3 tips to maximise sleep during winter

Sleeping well directly affects your mental and physical health. Lack of sleep can take a serious toll on your daytime energy, productivity, emotional balance, and even your weight. 

Habits and lifestyle choices that are unhealthy, leave you tossing and turning at night and can affect our mood, brain and heart health, immune system, creativity, vitality, and weight.

Follow these 3 tips to maximise your sleep during winter, boost your health, and improve how you think and feel each day.

Tip 1: Light affects your sleep pattern

Make sure you turn off the main lights in your bedroom, use a few lamps or dimmer switch instead before bedtime. Ban all electronic devices from your bedroom. Your body needs to learn that dimming lights, brings drowsiness and darkness means sleep. Avoid bright screens 1 – 2 hours before bedtime.

Get into a routine of going to bed at the same time each night. This helps set your body’s internal clock and will optimise your sleep quality. Choose a bed time when you feel tired, and don’t go beyond this. If you’re getting enough sleep, you should wake up naturally, without an alarm.

Tip 2: Stay warm, not hot

In winter you may be tempted to pile on the blankets and layer-up, turn up the heater and switch on the electric blanket.

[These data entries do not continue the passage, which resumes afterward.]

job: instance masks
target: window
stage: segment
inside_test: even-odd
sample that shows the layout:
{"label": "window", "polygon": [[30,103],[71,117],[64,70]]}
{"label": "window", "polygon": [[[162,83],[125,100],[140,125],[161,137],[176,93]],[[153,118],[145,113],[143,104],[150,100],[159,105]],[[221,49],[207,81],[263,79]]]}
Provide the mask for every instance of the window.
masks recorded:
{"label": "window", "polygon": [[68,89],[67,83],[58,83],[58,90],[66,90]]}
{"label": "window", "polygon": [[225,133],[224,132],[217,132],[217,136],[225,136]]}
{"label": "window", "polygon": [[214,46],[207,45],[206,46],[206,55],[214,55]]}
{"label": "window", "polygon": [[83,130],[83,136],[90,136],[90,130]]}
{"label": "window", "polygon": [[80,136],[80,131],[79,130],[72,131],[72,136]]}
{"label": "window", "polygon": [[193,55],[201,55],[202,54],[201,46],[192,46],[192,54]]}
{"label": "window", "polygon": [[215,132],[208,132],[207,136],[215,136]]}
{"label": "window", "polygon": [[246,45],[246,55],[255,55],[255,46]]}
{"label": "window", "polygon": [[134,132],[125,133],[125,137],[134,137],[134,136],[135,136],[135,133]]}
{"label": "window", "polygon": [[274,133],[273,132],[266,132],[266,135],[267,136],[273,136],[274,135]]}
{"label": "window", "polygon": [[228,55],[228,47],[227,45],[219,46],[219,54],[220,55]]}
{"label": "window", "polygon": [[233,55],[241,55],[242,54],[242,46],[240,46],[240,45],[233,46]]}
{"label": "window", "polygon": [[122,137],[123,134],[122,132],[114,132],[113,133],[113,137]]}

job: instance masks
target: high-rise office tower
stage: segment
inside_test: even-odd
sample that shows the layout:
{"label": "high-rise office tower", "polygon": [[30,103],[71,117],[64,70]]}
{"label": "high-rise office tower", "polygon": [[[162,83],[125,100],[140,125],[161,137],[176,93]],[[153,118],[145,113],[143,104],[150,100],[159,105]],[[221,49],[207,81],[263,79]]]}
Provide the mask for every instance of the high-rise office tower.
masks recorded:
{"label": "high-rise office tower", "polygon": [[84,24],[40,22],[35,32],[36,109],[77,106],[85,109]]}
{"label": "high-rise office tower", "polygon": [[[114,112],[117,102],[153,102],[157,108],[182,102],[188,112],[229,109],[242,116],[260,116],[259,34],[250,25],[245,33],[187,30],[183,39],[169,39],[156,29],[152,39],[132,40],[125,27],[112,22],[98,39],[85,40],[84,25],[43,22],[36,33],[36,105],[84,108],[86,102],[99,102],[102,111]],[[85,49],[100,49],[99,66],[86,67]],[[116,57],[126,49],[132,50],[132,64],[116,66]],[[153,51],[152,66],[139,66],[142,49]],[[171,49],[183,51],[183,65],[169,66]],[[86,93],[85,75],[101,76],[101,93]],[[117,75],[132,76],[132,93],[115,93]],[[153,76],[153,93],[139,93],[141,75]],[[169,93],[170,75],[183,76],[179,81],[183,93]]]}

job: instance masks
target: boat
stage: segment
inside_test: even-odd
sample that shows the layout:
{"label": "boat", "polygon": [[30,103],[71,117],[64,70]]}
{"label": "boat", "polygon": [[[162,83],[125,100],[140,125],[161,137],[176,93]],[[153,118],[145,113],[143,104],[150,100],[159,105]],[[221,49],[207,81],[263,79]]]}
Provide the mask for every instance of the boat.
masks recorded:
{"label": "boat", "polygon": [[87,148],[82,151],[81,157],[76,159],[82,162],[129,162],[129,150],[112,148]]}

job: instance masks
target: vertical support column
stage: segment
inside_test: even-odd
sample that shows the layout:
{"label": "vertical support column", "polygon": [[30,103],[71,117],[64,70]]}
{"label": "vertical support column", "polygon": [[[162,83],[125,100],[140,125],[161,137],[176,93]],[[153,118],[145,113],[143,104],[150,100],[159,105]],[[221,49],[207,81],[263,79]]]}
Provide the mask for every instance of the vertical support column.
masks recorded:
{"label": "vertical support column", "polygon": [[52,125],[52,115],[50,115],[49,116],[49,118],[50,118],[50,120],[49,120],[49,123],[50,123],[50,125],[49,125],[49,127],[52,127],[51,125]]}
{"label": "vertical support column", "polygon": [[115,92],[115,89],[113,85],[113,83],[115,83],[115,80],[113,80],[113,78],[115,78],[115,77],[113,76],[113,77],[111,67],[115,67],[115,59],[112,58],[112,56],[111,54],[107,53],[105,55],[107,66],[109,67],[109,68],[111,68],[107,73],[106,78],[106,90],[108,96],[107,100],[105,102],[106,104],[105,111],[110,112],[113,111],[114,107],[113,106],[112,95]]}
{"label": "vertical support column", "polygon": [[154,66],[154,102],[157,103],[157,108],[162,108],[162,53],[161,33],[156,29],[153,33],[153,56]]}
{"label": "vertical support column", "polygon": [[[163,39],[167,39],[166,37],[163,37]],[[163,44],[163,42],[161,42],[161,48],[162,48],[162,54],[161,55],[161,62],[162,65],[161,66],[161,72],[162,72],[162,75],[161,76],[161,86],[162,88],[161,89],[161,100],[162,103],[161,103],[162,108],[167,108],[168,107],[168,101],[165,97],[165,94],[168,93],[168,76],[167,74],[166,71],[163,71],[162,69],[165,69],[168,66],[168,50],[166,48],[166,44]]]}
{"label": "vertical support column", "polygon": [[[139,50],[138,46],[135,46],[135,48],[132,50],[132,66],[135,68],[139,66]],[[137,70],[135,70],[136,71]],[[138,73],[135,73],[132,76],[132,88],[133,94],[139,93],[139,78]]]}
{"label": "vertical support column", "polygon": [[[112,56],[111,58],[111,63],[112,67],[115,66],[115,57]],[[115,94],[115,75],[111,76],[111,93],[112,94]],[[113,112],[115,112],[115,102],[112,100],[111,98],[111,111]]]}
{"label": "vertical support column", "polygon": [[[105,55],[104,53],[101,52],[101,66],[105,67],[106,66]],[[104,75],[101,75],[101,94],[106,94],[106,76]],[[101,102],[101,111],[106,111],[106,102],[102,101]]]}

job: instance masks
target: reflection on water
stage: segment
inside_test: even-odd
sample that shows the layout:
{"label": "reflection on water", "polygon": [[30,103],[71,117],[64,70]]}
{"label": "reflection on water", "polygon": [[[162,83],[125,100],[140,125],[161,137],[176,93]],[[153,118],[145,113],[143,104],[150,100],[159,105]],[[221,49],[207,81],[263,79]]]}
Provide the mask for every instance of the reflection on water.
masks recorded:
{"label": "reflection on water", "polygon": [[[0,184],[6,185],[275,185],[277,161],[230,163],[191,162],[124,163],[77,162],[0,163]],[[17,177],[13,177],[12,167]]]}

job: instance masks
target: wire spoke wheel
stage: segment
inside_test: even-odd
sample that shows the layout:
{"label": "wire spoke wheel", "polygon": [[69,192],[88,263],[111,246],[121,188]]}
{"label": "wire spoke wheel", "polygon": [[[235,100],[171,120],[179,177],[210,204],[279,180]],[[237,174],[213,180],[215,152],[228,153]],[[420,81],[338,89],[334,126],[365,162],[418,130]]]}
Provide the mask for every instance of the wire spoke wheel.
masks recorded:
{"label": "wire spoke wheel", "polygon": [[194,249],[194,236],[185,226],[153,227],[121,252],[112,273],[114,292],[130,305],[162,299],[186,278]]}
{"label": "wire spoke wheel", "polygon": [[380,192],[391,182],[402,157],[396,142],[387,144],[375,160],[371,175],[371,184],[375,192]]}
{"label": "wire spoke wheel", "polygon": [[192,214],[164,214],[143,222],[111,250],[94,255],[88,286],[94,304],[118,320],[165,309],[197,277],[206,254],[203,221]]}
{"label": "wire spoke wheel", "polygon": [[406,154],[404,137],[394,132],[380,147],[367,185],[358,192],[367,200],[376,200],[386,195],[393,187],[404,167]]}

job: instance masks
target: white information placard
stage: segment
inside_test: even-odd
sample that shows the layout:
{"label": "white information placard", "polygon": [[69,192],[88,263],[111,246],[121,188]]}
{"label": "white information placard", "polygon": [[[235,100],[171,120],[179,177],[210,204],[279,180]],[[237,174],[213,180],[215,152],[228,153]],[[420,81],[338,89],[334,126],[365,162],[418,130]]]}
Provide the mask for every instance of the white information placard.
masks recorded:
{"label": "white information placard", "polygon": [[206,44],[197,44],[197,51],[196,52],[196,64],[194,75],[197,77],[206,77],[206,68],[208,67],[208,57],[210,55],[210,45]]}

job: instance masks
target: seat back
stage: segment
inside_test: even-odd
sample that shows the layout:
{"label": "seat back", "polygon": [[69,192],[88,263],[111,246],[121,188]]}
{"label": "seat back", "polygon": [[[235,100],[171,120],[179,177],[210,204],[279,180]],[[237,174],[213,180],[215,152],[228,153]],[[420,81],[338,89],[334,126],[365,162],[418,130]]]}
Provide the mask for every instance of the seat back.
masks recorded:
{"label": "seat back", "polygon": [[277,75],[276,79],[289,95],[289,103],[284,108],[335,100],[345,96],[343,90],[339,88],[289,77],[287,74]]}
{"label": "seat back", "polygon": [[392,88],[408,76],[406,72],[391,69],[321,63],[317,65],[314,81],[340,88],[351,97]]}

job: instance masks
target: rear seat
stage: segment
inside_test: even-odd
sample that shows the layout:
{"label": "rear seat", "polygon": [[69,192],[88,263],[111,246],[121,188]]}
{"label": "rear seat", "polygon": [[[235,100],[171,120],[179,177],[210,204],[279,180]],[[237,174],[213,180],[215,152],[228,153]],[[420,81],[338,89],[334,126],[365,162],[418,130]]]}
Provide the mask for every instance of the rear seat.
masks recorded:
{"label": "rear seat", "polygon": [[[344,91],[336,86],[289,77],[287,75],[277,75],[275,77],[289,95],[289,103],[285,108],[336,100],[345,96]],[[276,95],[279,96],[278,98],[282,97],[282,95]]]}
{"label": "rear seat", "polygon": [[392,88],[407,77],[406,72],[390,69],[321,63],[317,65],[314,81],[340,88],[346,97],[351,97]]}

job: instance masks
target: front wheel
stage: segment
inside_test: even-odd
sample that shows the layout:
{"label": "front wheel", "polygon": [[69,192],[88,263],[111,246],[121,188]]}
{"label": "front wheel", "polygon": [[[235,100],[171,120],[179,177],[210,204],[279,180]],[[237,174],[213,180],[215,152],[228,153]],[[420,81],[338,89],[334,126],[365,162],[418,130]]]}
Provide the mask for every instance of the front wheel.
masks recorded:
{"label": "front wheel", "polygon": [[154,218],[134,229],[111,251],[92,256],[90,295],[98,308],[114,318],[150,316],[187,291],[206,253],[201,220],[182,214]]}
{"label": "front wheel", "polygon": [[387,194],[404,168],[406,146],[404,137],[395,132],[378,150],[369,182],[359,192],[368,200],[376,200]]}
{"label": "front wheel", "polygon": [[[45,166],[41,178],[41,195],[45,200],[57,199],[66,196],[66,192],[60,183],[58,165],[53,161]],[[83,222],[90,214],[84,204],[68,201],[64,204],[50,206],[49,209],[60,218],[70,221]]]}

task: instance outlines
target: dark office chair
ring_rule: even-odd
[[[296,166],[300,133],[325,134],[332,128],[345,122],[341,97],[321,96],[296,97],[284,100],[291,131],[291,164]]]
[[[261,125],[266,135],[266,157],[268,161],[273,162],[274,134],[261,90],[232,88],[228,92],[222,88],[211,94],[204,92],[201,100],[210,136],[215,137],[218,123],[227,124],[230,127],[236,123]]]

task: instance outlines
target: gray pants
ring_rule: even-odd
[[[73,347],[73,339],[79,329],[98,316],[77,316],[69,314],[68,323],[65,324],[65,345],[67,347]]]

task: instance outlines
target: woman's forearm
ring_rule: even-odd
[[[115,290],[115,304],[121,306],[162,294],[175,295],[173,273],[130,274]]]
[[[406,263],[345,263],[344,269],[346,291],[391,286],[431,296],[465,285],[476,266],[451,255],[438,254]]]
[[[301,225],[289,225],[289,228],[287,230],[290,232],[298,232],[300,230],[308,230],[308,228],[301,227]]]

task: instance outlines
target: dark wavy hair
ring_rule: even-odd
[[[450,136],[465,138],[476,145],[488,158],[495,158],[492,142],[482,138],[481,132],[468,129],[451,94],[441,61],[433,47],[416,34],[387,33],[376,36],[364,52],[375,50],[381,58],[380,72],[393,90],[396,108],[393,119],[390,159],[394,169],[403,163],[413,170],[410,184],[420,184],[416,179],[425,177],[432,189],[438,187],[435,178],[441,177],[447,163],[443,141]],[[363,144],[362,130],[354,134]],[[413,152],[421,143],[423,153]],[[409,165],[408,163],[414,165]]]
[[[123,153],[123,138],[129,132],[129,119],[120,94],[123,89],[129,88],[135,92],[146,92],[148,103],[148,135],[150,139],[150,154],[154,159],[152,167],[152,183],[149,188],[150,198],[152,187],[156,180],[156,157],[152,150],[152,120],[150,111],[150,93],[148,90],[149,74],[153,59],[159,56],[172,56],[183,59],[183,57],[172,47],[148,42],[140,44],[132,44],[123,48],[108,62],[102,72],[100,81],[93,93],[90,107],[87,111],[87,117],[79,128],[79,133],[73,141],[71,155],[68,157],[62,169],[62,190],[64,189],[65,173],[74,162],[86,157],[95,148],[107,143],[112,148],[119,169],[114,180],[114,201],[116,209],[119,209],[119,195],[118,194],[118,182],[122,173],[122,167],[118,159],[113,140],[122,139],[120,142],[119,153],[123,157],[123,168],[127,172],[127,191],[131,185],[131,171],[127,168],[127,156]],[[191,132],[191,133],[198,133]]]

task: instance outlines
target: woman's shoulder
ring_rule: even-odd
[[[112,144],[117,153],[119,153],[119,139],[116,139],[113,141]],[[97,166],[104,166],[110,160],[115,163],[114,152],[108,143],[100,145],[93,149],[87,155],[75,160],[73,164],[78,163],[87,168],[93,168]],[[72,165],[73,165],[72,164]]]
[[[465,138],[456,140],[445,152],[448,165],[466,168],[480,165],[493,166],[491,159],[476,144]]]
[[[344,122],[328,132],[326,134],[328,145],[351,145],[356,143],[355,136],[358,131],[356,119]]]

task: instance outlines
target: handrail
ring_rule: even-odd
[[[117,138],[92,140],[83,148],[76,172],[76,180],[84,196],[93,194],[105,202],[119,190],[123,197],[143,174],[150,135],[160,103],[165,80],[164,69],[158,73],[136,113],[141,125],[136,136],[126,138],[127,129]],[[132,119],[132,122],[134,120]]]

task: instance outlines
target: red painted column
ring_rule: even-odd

We need to stay warm, but not over heat, or your body will miss the slight temperature drop that occurs, and that signals sleep.

Your body temperature starts to drop a few degrees, when you fall asleep. This subtle temperature drop, allows your body to divert some of the energy it uses, to maintain your waking temperature, to better power the important repetitive tasks it performs at night.

Tip 3: Avoid winter comfort foods

Lack of sunlight in winter, can causes you to crave stodgy and sweet foods. Stodgy and sweets foods cause an aroused state, and can disrupt the natural process of sleep.

Exposure to sunshine, naturally manufacture vitamin D, and in turn boosts your serotonin levels. A major driving force behind carbohydrate and sugar cravings, is a low level of vitamin D, which affect seratonin levels in the brain.